Reserve Bank of Australia (RBA) deputy governor Michele Bullock has said the bank wants to hang on to as much of the employment gains made during the pandemic as it can, even as it tries to cool the economy to tame inflation.
Speaking at an Australian Business Economists dinner last night, Ms Bullock defended the bank's decision not to raise interest rates more sharply than it had, even though it is now not expecting inflation to fall back below the top of its 2-3-per-cent target range until 2025.
"We're very committed to get it back down to target, but we have a flexible inflation target, and we have a flexible inflation target for a reason," she told the gathered audience of economists, many of whom work for the big banks.
"In many ways, the easy solution might best be have a 'scorched earth'. And, yes, you could scorch the earth and get inflation back down very quickly. Is that the right thing to do?"
Her answer was a fairly unequivocal no, pointing towards the jobs gains made since the start of the pandemic that have resulted in the highest number of Australians employed on record and the lowest jobless rate in almost 50 years.
"We've made some really big gains in terms of employment in the Australian economy," she said in response to a question from the audience.
"We could crunch the economy very hard and bring inflation down very quickly, but we might lose, we would very likely lose, those gains."
However, while Ms Bullock was clear that the Reserve Bank would prefer not to have to "crunch the economy" with rate rises, she nevertheless indicated it was prepared to if there were signs inflation was continuing to get worse, not better.

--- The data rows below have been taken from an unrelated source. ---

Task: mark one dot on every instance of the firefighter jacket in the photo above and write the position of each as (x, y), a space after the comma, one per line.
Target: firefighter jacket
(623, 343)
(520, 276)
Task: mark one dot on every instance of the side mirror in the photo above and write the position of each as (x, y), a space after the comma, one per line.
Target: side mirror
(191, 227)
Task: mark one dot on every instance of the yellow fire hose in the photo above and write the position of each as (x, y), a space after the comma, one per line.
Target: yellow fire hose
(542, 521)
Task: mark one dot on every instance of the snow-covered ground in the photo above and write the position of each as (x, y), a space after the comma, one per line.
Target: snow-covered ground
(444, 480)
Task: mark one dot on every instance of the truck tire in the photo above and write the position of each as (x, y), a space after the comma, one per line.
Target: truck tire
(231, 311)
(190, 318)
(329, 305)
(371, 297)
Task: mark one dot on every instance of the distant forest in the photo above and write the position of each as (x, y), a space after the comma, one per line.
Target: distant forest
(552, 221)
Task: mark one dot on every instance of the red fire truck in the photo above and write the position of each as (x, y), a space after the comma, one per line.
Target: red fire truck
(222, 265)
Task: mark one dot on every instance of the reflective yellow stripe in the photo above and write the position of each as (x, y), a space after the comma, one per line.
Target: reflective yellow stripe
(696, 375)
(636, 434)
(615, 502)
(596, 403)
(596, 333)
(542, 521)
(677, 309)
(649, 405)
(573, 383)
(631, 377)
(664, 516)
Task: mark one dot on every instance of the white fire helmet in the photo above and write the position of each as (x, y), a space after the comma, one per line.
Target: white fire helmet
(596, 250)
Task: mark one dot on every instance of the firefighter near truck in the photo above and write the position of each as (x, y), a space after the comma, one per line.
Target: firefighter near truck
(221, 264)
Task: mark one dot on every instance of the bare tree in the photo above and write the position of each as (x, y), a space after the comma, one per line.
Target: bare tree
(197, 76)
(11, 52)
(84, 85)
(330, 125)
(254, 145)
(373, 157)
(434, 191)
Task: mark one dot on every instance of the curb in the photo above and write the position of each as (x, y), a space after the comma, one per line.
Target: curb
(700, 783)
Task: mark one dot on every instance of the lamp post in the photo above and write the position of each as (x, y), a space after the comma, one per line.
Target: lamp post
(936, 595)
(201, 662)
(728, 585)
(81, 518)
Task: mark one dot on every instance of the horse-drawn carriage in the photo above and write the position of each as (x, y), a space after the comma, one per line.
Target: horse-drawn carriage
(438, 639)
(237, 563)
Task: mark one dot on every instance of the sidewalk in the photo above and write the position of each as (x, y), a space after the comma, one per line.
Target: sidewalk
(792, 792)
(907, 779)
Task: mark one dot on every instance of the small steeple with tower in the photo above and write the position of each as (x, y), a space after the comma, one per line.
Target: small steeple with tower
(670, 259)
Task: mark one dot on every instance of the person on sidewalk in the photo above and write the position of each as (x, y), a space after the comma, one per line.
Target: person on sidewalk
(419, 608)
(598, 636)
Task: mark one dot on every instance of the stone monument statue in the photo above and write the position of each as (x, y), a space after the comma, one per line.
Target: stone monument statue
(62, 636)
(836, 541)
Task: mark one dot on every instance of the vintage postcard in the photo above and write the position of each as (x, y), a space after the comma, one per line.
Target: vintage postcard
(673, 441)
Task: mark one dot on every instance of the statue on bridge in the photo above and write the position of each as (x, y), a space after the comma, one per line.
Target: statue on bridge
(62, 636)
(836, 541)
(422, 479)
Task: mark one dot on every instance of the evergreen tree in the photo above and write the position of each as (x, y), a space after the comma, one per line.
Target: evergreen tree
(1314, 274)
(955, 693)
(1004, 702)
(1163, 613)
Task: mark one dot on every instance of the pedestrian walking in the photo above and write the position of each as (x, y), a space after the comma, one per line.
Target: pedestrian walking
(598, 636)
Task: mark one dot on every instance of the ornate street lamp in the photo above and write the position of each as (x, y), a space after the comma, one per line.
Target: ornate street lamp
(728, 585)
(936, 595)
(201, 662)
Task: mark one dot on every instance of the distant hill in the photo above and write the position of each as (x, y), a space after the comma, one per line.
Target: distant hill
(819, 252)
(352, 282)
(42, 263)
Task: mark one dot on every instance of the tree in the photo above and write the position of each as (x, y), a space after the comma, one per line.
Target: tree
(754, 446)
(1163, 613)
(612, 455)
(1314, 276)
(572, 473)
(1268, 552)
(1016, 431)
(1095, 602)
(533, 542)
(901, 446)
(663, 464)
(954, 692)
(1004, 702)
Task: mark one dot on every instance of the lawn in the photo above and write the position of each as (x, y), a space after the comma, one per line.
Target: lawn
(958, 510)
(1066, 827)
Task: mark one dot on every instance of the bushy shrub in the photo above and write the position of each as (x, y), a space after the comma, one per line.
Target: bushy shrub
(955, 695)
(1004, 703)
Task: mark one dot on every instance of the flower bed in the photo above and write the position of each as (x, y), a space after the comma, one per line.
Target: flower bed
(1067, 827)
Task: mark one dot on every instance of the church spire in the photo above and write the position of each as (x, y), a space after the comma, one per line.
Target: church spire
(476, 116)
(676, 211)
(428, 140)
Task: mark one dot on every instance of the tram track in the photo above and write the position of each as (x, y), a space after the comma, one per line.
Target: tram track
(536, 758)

"If we get some particularly bad news on inflation, or wages look like … You know, all the reasons we think we might be different [from other countries] on wages, it turns out we're not, then don't doubt our resolve to increase interest rates quite quickly," she added.
'Wages growth remains moderate'
Currently, the Reserve Bank appears to have relatively little concern that it will be forced to raise rates more quickly again.
Ms Bullock noted in her prepared speech that wages appeared to be rising faster than the Reserve Bank had anticipated a few months ago, but were still well below the types of gains seen in other countries.
"In liaison, firms in most industries have reported higher-than-average wages growth," she said.
"Since the middle of the year, close to half of firms reported realised wage increases of 3 to 5 per cent, with a further quarter of firms reporting increases above 5 per cent.
"New and timely data on wages outcomes for enterprise agreements from the Fair Work Commission shows that average wage increases in newly lodged enterprise agreements were a touch stronger in the September quarter, compared with approved agreements in the June quarter.
"Despite the stronger pick-up, aggregate wages growth remains moderate so far and wage growth expectations generally remain consistent with the inflation target."
In fact, Ms Bullock said wages growth needs to remain solid to stop inflation from falling back below the target in the longer term, as it had been in the years leading up to the pandemic.
"We still need wage rises in the order of 3.5 per cent to sustain inflation within the band," she commented during the question and answer session.
While Ms Bullock observed that "there are good reasons to think that we are approaching the peak of inflation this cycle", she noted the threat that an ongoing surge in energy prices posed next year and beyond.
"The large increases in retail gas and electricity prices that are predicted for next year will directly add over 1 percentage point to headline inflation over the year to September 2023," she observed.
"Because energy is an input to many of the goods and services we buy, there will also be second-round effects as businesses increase their prices in response.
"These effects are uncertain, but the second-round contribution of electricity prices to underlying inflation could be around half a percentage point over 2024."